Va anche peggio per buona parte degli opinionisti calcistici italiani, macchiati dalle imprudenti “griglie” del post calciomercato estivo. Per ora minimizzano, fanno i doverosi complimenti al Napoli, ma continuano la loro manovra diversiva, accomunando la vittoria degli azzurri a quelle delle altre tre squadre italiane. E parlano di “un trionfo del calcio italiano di club che non si vedeva da 13 anni”, come se battere Young Boys e Viktoria Plzen fosse minimamente paragonabile ad una vittoria contro i vice-campioni d’Europa e leader della Premier League.

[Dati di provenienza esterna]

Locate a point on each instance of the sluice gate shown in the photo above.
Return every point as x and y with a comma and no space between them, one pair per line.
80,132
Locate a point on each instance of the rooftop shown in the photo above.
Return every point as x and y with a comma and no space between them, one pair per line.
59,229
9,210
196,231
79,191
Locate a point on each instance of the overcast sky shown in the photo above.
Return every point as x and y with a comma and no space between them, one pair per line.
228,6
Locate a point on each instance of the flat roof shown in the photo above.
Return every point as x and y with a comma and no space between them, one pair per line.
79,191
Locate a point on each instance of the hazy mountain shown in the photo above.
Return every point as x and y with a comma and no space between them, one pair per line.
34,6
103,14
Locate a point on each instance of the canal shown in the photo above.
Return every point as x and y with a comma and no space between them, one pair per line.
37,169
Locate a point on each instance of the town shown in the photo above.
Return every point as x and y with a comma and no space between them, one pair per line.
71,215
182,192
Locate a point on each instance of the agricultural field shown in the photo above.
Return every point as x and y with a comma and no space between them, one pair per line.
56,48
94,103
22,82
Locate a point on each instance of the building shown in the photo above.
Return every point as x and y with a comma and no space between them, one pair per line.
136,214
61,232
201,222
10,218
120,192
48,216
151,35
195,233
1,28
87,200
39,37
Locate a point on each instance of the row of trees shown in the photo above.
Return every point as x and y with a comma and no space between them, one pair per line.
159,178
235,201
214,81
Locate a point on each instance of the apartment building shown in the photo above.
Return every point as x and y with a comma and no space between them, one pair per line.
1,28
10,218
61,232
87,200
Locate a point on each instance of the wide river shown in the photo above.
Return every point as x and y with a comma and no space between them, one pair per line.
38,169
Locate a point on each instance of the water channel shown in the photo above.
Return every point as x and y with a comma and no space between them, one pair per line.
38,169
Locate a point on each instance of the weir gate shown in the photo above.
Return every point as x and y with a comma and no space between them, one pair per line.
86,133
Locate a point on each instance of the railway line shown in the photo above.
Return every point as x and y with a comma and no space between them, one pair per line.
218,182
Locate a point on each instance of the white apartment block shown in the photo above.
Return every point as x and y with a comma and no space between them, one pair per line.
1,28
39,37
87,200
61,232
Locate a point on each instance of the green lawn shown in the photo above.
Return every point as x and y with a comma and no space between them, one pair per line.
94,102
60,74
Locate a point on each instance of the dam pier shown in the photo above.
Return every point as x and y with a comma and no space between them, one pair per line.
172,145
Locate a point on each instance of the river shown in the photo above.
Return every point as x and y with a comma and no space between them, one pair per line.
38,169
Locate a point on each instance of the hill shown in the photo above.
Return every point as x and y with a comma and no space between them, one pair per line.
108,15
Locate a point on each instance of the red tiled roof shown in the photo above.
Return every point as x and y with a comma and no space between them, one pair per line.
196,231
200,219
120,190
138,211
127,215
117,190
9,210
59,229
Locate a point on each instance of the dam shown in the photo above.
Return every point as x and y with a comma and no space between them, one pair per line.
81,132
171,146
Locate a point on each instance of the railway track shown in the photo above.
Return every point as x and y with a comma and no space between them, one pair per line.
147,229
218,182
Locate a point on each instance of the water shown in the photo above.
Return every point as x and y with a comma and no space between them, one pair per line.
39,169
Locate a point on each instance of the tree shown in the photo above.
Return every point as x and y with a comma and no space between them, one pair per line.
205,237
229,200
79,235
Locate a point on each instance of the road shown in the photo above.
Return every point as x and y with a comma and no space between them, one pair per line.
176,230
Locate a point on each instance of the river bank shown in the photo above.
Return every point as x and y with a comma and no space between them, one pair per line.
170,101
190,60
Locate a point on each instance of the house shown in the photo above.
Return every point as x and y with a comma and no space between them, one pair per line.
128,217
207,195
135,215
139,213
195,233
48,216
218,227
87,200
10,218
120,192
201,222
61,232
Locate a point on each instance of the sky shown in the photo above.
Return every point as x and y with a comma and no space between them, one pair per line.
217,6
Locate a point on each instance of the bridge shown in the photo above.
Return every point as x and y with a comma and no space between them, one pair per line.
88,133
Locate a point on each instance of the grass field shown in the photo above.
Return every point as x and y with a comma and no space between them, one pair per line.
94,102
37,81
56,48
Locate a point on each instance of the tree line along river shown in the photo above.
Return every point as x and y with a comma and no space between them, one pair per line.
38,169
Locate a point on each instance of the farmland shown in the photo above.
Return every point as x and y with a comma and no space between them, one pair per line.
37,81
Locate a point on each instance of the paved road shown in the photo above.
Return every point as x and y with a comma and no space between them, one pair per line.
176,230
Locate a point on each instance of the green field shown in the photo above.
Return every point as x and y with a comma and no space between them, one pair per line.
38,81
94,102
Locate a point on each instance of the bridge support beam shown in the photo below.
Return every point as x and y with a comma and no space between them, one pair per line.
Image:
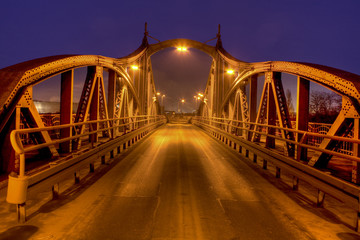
252,102
66,108
271,111
355,173
302,114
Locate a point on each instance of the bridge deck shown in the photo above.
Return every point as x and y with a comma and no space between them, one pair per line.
179,183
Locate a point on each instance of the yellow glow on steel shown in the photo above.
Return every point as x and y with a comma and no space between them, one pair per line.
230,71
182,49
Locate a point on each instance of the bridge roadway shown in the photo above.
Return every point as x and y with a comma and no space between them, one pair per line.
179,183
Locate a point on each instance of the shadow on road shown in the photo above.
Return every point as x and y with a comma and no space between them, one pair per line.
19,232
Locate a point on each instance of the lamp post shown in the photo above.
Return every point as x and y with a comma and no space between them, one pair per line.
182,102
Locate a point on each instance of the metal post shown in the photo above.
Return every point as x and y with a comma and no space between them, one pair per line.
66,108
271,111
55,190
320,198
94,110
302,113
252,102
112,99
295,183
278,171
355,173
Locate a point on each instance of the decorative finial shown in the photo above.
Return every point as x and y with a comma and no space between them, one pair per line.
146,33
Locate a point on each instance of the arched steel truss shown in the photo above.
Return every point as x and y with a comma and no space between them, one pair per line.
225,95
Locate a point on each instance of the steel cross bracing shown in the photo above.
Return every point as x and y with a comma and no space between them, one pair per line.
230,100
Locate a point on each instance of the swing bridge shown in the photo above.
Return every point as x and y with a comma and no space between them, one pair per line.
105,125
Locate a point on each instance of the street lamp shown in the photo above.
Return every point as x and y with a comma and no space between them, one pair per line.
230,71
162,99
182,49
182,102
134,67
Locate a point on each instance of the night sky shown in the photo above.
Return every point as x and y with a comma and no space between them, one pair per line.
326,32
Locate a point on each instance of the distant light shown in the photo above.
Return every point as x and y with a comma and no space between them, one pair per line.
230,71
182,49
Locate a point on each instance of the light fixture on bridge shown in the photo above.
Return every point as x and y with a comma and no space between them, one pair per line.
182,49
230,71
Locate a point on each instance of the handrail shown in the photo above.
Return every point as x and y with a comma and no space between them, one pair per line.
306,133
21,150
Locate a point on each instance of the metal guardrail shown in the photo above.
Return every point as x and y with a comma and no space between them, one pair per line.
19,184
342,190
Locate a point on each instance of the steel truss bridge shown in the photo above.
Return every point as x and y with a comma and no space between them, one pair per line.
229,111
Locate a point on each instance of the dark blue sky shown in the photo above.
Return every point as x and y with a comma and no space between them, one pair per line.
318,31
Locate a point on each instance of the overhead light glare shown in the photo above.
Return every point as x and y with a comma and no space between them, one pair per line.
182,49
230,71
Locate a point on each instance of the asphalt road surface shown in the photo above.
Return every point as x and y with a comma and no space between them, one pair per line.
178,183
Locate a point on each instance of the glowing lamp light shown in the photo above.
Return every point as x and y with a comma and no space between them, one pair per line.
230,71
182,49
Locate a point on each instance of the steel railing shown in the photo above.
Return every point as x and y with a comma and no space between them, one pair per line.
132,129
238,132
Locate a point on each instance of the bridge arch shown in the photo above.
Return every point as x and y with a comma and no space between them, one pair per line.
344,83
15,79
154,48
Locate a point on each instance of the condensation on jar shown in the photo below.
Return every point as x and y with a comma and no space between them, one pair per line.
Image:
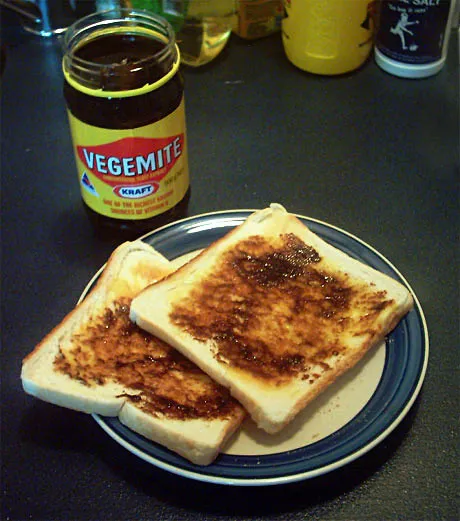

A loro volta improvvisamente ridotti a squadretta da qualche commentatore poco lucido.
I vuoti del San Paolo
Sarà una stagione difficile, ma questo lo sapevamo già. La speranza di ascoltare opinioni sul Napoli libere da pregiudizi è vana. Come è vana la speranza di vedere la tifoseria napoletana unita intorno alla squadra.
Tanto di cappello al pubblico dello stadio, commovente nel suo incitamento costante. Ma i vuoti del San Paolo sono scandalosi. Inammissibile lasciare tanti sediolini liberi in una serata del genere. Gli alibi sono tanti e tutti insensati. Di sicuro è incredibile come una città che si vanta di annoverare milioni di tifosi non riesca a riempire uno stadio di 60000 posti che, seppur scomodo e fatiscente, ospita partite bellissime e di altissimo valore tecnico. E a prezzi non proibitivi. Eppure un tempo lo stesso stadio di posti ne riempiva 80000 anche quando giocavano Frappampina e Vinazzani (con tutto il rispetto per i due calciatori).
Un percorso che va avanti da anni
Troppi tifosi hanno dubitato di questo Napoli (e molti ne dubitano ancora), e soprattutto hanno dubitato del suo allenatore, la cui colpa principale è stata quella di affermare sin dal suo arrivo che aveva a disposizione una signora squadra. Il tifoso social pretendeva di conoscere il calcio meglio di un signore che ha vinto quanto tutti gli altri allenatori di Serie A messi insieme. Questi pseudo tifosi, nonostante i risultati, non smettono di gridare che il Napoli avrebbe una rosa inadeguata, resa grande solo dal lavoro del precedente allenatore.
Ma parlare per l’ennesima volta di Napoli che mette in soffitta il Sarrismo, oltre che a mancare di rispetto ai successi dei tre anni precedenti, trascura il fatto che questo Napoli non è mai stato il Napoli di qualcuno, ma è il Napoli di un percorso. Non mi stancherò mai di ripeterlo, una grande squadra si costruisce nel tempo, e questo Napoli è figlio di Ancelotti, di Sarri, di Benitez e forse anche un po’ di Mazzarri.
In fondo quella del Napoli è un’evoluzione consapevole. I calciatori hanno imparato a capire come si vincono certe partite. Quella con il Liverpool somiglia terribilmente alla vittoria dello scorso 22 aprile allo Stadium. Dominio totale e gol allo scadere. Sarà un caso, ma certe partite le grandissime squadre le vincono così. E il Napoli dell’ultimo Sarri si stava già scrollando di dosso il mito della bellezza fine a se stessa. Anche se nel suo allenatore e nei suoi adoratori resisteva il mito della “bella morte”, così mirabilmente definita da Massimiliano Gallo in questo articolo.
Il concetto di bella morte
I commenti di quelli che “però il Real Madrid si è cacato sotto”, o di quelli che “Guardiola ci ha fatto i complimenti”, hanno imperversato fin troppo, senza riuscire a far passare fino in fondo il concetto che forse i 3 punti sono più importanti delle palette con i voti dei giudici. E in tanti si trastullavano per i complimenti pelosi di chi da un lato lodava il bel gioco del Napoli e dall’altro sogghignava per la bacheca azzurra senza trofei.
L’operazione principale di Carlo Ancelotti è proprio questa. Liberare la squadra dai suoi complessi e renderla nel tempo vincente. Senza per questo rinunciare a priori al bel calcio. Sarà un percorso lungo e faticoso, ma le premesse sono tutte dalla sua parte. Si, premesse. Perché questo potrebbe essere solo l’inizio.